The following is an example of an image address URL.

http://farm1.static.flickr.com/2/1418878_1e92283336_m.jpg

  • farm-id: 1
  • server-id: 2
  • photo-id: 1418878
  • secret: 1e92283336
  • size: m

Flickr page address URLs

The URLs for profile and photo pages use either the NSID (a number with an @ symbol) or a custom URL (which needs to be set), which can be obtained by requesting flickr.people.getInfo. The NSID is always valid, regardless of whether the user sets a custom URL or not. So you can use the user ID for all requests.

You can very easily create URLs for profiles, photobooks, all photos, individual photos or photobooks at.

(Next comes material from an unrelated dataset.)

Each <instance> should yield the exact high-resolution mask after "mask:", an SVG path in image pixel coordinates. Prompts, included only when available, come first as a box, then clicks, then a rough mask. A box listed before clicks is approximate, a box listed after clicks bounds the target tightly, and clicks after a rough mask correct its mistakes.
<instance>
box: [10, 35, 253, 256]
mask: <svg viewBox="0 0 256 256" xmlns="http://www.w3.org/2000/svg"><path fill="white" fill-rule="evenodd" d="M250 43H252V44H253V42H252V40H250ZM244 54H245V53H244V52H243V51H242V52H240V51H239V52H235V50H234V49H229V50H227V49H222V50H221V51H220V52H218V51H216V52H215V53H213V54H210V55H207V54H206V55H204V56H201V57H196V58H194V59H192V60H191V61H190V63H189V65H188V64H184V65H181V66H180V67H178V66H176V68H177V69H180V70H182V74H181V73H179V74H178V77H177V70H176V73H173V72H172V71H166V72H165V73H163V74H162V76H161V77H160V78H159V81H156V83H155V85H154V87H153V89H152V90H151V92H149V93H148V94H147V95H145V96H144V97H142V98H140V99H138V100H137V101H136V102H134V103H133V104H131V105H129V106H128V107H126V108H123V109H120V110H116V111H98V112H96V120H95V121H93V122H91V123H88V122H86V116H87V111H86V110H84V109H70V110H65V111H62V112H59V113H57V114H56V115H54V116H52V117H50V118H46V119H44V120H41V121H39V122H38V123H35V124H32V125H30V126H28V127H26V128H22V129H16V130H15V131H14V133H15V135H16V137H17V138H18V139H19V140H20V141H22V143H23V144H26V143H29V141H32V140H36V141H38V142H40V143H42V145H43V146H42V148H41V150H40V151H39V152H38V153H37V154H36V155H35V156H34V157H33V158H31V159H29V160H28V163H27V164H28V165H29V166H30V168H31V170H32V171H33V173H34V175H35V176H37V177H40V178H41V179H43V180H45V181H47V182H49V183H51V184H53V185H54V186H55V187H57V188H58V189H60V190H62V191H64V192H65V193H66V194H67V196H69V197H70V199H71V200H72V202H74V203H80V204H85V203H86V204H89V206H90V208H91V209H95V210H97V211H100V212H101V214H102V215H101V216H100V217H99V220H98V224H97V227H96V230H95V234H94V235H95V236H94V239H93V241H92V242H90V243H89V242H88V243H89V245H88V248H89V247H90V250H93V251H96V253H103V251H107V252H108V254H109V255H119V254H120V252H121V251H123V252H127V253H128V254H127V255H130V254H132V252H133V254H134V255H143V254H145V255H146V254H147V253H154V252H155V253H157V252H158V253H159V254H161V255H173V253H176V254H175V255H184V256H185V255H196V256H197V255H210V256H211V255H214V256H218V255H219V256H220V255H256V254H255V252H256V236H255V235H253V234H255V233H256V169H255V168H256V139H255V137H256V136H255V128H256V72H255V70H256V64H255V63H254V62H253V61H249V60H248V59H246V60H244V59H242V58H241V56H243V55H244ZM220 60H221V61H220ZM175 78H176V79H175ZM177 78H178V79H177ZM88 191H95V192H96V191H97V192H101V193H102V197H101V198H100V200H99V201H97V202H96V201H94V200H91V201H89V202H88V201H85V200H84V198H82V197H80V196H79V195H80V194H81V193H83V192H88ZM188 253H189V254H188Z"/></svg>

  • http://www.flickr.com/people/{user-id}/ – profile
  • http://www.flickr.com/photos/{user-id}/ – photostream
  • http://www.flickr.com/photos/{user-id}/{photo-id} – individual photo
  • http://www.flickr.com/photos/{user-id}/sets/ – all photosets
  • http://www.flickr.com/photos/{user-id}/sets/{photoset-id} – single photoset

It is also possible to construct other pages, for example where users are logged in, so that they can link to http://www.flickr.com/photos/me/* or http://www.flickr.com/people/me/*, which will use their own ID instead of ‘me’.

Example link.

  • http://www.flickr.com/photos/12037949754@N01/
  • http://www.flickr.com/photos/12037949754@N01/155761353/
  • http://www.flickr.com/photos/12037949754@N01/sets/
  • http://www.flickr.com/photos/12037949754@N01/sets/72157594162136485/

Short URL service

Flickr offers a short URL service for uploaded images. Each photo on Flickr has a mathematically calculated short URL: http://flic.kr/p/{base58-photo-id}

The photo ID is compressed by combining numbers and letters using Base58, which is similar to base62 [0-9a-zA-Z], except that the confusing 0, O, I, and l have been removed to make it more recognisable.